Contudo, o astro acabaria voltando a Bond alguns anos depois, quando os produtores lhe ofereceram o maior cachê já pago a um ator até então, 1.25 milhão de dólares, para 007: Os Diamantes São Eternos (1971). Connery topou, e depois doou o cachê para o fundo educacional escocês.

Livre de Bond, o astro se reinventou nos anos 1970 dividindo os holofotes, seja em produções com grandes elencos como no suspense Assassinato no Expresso do Oriente (1974) ou no filme de guerra Uma Ponte Longe Demais (1977), ou contracenando com seu amigão Michael Caine na obra-prima de John Huston O Homem que Queria Ser Rei (1975).

Na vida pessoal, Connery estava casado com a atriz Diane Cilento desde 1962. A relação foi meio tumultuada, com o ator tendo casos extraconjugais. Eles se separariam em 1973, e mais tarde Cilento acusaria Connery de ter sido abusivo com ela, inclusive fisicamente. Isso, combinado com uma entrevista na qual ele afirmou que “era aceitável, em algumas situações, um homem bater numa mulher”, chegou a se tornar uma sombra sobre o ator. Anos depois ele tentou refutar essa declaração, mas o estrago já estava feito. Perigoso, mesmo…
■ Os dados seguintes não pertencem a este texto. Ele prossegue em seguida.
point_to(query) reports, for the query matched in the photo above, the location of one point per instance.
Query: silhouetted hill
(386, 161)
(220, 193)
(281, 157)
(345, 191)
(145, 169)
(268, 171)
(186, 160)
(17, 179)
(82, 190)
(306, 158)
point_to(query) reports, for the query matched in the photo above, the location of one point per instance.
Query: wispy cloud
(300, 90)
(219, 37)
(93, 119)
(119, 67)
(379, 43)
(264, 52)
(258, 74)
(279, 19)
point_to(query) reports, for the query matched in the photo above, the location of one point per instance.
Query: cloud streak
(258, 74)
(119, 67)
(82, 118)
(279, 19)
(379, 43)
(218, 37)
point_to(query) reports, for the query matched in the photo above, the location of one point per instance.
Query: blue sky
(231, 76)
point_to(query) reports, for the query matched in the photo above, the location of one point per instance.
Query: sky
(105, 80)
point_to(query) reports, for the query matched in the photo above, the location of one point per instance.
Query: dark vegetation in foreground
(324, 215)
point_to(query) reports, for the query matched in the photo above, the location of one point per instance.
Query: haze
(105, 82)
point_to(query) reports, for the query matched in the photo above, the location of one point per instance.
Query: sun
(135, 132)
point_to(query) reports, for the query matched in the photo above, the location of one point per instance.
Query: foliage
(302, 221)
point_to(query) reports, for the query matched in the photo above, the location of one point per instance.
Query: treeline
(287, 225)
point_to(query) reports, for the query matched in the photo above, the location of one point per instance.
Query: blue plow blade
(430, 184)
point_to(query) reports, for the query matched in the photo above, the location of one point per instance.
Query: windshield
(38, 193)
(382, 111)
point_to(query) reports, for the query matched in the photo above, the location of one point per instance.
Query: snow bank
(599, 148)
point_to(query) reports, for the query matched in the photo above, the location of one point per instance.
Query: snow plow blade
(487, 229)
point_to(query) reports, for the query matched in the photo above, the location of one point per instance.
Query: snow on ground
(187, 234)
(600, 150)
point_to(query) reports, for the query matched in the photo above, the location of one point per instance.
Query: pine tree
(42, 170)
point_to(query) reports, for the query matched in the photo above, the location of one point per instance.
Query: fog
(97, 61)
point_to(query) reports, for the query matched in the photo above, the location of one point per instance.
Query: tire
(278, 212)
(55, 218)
Em 1975, Connery casou-se novamente com a pintora Micheline Roquebrune, com quem ficou até sua morte.

Os anos 1980, o Oscar e além

Com o tempo, Connery começou a brincar com sua imagem de ícone da masculinidade. Viveu um incomum Agamemnon na fantasia Os Bandidos do Tempo (1981) de Terry Gilliam, o mestre imortal Ramirez no cult Highlander: O Guerreiro Imortal (1986), e o pai distante e atrapalhado de Indiana Jones na aventura de Steven Spielberg Indiana Jones e a Última Cruzada (1989), mesmo sendo apenas 12 mais velho que o astro Harrison Ford. Connery era uma daquelas pessoas que sempre pareceu mais velho do que realmente era…
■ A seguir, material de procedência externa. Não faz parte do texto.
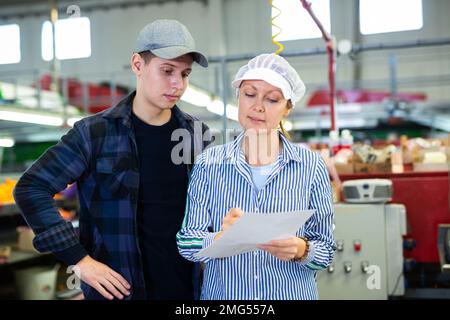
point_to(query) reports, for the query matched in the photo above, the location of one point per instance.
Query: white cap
(276, 71)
Nesse meio tempo, veio o Oscar de melhor ator coadjuvante, merecedíssimo, por um papel que retomou a sua veia perigosa, o do policial Jimmy Malone, que ensina ao Eliot Ness de Kevin Costner como combater a máfia de Chicago em Os Intocáveis (1987), dirigido por Brian De Palma. O filme virou um novo clássico e se tornou um dos mais marcantes da filmografia do ator.

O Oscar coroou sua trajetória no cinema e garantiu mais vários anos de trabalho para o ator, mesmo que às vezes os filmes não fossem bons. Já aos 60 anos e poucos, foi eleito “homem mais sexy do século” pela revista People, distribuiu tiros e pancadas no thriller de ação A Rocha (1996) de Michael Bay, e seduziu uma Catherine Zeta-Jones com idade para ser sua neta no fraquinho Armadilha (1999). Em todos esses papéis, foi convincente. Nesse meio tempo, recusou convites para viver o Arquiteto nas continuações de Matrix e Gandalf na trilogia O Senhor dos Anéis. E então veio o desastre de A Liga Extraordinária (2003), que fez Connery se encher de vez de Hollywood e sumir das telas. Alguns anos depois, anunciou sua aposentadoria.

O legado

Sean Connery não foi apenas um astro; ele mudou o cinema. Acabou virando ícone de uma forma de masculinidade e da revolução sexual dos anos 1960, sem querer. Mesmo assim, foi uma figura que rompeu tabus e levou o cinema de gênero a outro patamar.

Mas, para além disso, sobreviveu ao turbilhão dos anos 1960 e se revelou um ótimo ator, às vezes um dos grandes, e deixou para o público um legado de grandes filmes, e alguns não tão bons, mas, mesmo assim, um pouco melhores por conta da sua presença.

Acima de tudo, foi um homem do cinema, de outra época e de um tipo que não veremos mais. Foi uma pessoa complexa e que ainda hoje deixa intrigados público e fãs de cinema no mundo todo. Talvez a razão para isso ainda seja o perigo. Provavelmente ainda vamos querer experimentar um pouco desse perigo por muito tempo, ainda.